My efforts at trying to screen out the noise from the signal have been affected, too, albeit temporarily, in late 2022, when it appeared that the US was on the verge of slipping into an NBER-defined recession.

But by the spring of 2023, the signs were accumulating that the recession warning, which never reached a tipping point, was fading.

Notably, the cornerstone of The US Business Cycle Risk Report – the Composite Recession Probability (CRPI) Index, which aggregates several business-cycle benchmarks — had pulled back from a moderate but not decisive recession warning in early 2023. Here’s how CRPI stacked up in mid-April 2023:

CRPI Probit Model Estimates

For comparison, here’s CRPI’s reading at last week’s close (Feb. 16):

CRPI Daily Probit Model Estimates

To be clear, there’s never 100% certainty in real time about estimating recession risk. It’s always possible that some new twist has rendered even the best of methodologies null and void at times.

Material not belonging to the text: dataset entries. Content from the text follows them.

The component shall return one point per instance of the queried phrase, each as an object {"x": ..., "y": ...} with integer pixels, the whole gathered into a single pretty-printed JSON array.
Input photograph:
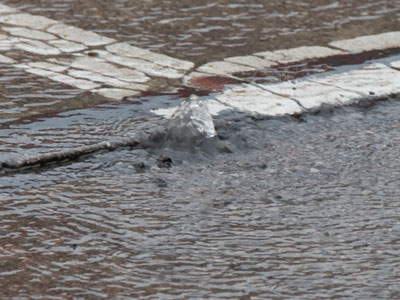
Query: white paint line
[
  {"x": 116, "y": 94},
  {"x": 4, "y": 9},
  {"x": 124, "y": 49},
  {"x": 298, "y": 54},
  {"x": 6, "y": 60},
  {"x": 29, "y": 33},
  {"x": 376, "y": 80},
  {"x": 312, "y": 95},
  {"x": 79, "y": 83},
  {"x": 67, "y": 46},
  {"x": 36, "y": 47},
  {"x": 190, "y": 79},
  {"x": 251, "y": 61},
  {"x": 223, "y": 68},
  {"x": 144, "y": 66},
  {"x": 101, "y": 67},
  {"x": 395, "y": 64},
  {"x": 105, "y": 80},
  {"x": 75, "y": 34},
  {"x": 370, "y": 42},
  {"x": 258, "y": 101},
  {"x": 48, "y": 66},
  {"x": 27, "y": 20}
]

The good news is that there’s a productive path to reduce the risk of failure and it starts by carefully diversifying the indicators that inform your analysis.

For those who ignore this rule, a trap awaits: Every business-cycle indicator fails eventually.

Fortunately, there’s a solution via the observation that there’s strength in numbers. Although any one recession indicator will likely fail at times, it’s highly unlikely that every indicator will fail simultaneously.